Church Militant: Bishop Kung and Catholic Resistance in Communist Shanghai By 1952 the Chinese Communist Party had suppressed all organized resistance to its regime and stood unopposed, or so it has been believed. Internal party documents—declassified just long enough for historian Paul Mariani to send copies out of China—disclose that one group deemed an enemy of the state held out after the others had fallen. A party report from Shanghai marked “top-secret” reveals a determined, often courageous resistance by the local Catholic Church. Drawing on centuries of experience in struggling with the Chinese authorities, the Church was proving a stubborn match for the party.
Mariani tells the story of how Bishop (later Cardinal) Ignatius Kung Pinmei, the Jesuits, and the Catholic Youth resisted the regime’s punishing assault on the Shanghai Catholic community and refused to renounce the pope and the Church in Rome.
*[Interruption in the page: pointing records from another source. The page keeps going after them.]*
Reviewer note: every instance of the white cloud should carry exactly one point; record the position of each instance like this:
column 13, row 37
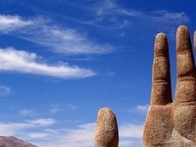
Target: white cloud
column 18, row 128
column 26, row 112
column 26, row 62
column 116, row 16
column 41, row 132
column 139, row 109
column 9, row 23
column 41, row 122
column 43, row 32
column 170, row 17
column 4, row 90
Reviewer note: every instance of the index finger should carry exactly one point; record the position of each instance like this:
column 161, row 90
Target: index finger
column 186, row 78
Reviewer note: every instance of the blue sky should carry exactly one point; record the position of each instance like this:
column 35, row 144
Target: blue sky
column 63, row 60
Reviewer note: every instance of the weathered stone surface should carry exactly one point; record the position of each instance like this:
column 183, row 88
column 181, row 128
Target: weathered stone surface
column 194, row 40
column 107, row 129
column 13, row 142
column 172, row 124
column 168, row 123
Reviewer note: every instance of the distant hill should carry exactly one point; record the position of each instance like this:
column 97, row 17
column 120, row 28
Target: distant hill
column 14, row 142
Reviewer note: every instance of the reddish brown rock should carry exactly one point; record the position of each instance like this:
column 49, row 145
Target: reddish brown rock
column 107, row 129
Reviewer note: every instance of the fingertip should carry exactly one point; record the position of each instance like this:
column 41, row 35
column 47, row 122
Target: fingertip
column 107, row 128
column 194, row 40
column 183, row 42
column 161, row 44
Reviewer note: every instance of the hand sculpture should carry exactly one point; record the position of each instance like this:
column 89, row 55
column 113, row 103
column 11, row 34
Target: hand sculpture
column 107, row 129
column 172, row 124
column 168, row 124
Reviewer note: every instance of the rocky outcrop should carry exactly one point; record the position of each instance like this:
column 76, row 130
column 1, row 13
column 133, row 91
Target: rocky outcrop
column 13, row 142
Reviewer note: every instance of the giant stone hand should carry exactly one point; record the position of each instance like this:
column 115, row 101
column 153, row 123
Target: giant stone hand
column 172, row 124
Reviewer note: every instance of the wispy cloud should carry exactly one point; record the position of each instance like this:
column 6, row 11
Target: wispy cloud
column 4, row 90
column 16, row 128
column 26, row 112
column 109, row 13
column 41, row 122
column 46, row 135
column 46, row 33
column 139, row 109
column 9, row 23
column 26, row 62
Acting clandestinely, mirroring tactics used by the previously underground CCP, Shanghai’s Catholics persevered until 1955, when the party arrested Kung and 1,200 other leading Catholics. The imprisoned believers were later shocked to learn that the betrayal had come from within their own ranks.
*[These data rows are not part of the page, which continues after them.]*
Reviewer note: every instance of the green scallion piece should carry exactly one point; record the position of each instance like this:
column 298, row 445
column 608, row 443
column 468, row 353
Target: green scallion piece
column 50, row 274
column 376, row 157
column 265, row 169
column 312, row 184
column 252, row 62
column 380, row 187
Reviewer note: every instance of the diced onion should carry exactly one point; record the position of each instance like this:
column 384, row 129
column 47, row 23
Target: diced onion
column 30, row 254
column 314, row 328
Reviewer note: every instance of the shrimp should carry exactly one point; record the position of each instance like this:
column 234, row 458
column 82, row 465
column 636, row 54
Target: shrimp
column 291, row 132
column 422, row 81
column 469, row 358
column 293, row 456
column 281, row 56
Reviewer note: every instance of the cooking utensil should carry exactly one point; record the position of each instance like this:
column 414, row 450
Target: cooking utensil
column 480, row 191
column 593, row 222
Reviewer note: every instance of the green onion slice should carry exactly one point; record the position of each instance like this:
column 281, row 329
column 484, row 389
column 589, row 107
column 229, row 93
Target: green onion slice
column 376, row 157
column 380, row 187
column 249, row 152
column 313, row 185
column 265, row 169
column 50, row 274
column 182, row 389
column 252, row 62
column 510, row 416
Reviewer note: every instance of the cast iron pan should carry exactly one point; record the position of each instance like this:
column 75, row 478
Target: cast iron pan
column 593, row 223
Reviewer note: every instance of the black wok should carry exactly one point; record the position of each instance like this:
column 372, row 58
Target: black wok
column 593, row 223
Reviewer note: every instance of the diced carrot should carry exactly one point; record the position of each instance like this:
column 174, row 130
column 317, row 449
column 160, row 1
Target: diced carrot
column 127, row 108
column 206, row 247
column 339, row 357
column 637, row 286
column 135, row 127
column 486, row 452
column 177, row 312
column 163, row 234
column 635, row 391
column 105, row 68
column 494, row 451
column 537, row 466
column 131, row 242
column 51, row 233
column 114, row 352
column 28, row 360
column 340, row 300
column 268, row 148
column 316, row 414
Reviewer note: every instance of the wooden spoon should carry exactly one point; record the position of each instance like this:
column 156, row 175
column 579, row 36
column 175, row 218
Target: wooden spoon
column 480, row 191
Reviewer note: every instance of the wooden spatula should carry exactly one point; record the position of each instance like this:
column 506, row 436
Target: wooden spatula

Though the CCP could not eradicate the Catholic Church in China, it succeeded in dividing it. Mariani’s secret history traces the origins of a deep split in the Chinese Catholic community, where relations between the “Patriotic” and underground churches remain strained even today.
People, Communities, and the Catholic Church in China (Co-edited by Fr. Mariani and Cindy Chu)
This edited volume explores various facets of the Catholic Church in post-Maoist China. The eight contributions successively focus on the impact of state control over Catholic communities during the late twentieth century, the influence of ecclesial figures like Bishop Aloysius Jin Luxian (1916–2013) in Shanghai and Joseph Cardinal Zen Ze-kiun (1932–) in Hong Kong, the role of Catholic institutions like the Studium Biblicum Franciscanum Sinense and the Jinde Charities Foundation, as well as the significance of the Sheshan Miracle, which occurred near Shanghai in March 1980 and the ongoing transformation of youth ministry in mainland China. A key feature of this book is that contributors offer insiders’ points of view since most of them are Catholic clergy members involved in the transformation of the Church in China. Together, they provide a rich account of the many factors and actors that shape the evolving reality of Chinese Catholicism. Consequently, this book illustrates how Chinese Catholics and their institutions cannot be reduced to a mere political question or to issues of religious freedom, an approach that unduly dominates most debates on Chinese Catholicism. While complicated church – state relations are carefully revisited, contributors open new doors of investigation, showing for instance how popular piety, social work and younger generations question the ways in which Chinese Catholicism takes shape today. Although one might have hoped that some chapters would have adopted a more critical and analytical approach, the scope and coherence of the volume can only benefit those interested in contemporary Chinese Catholicism. The conversations it initiates call for further inquiry on how Chinese Catholicism responds to and contrasts with other Chinese religions – including Chinese Protestantism. While all religions – either in Taiwan or in mainland China – have shown great signs of vitality, the number of Catholics somehow stagnates in mainland China and declines in Taiwan. This particularism remains unexplained and calls for further investigation with cross-religious and transregional attention.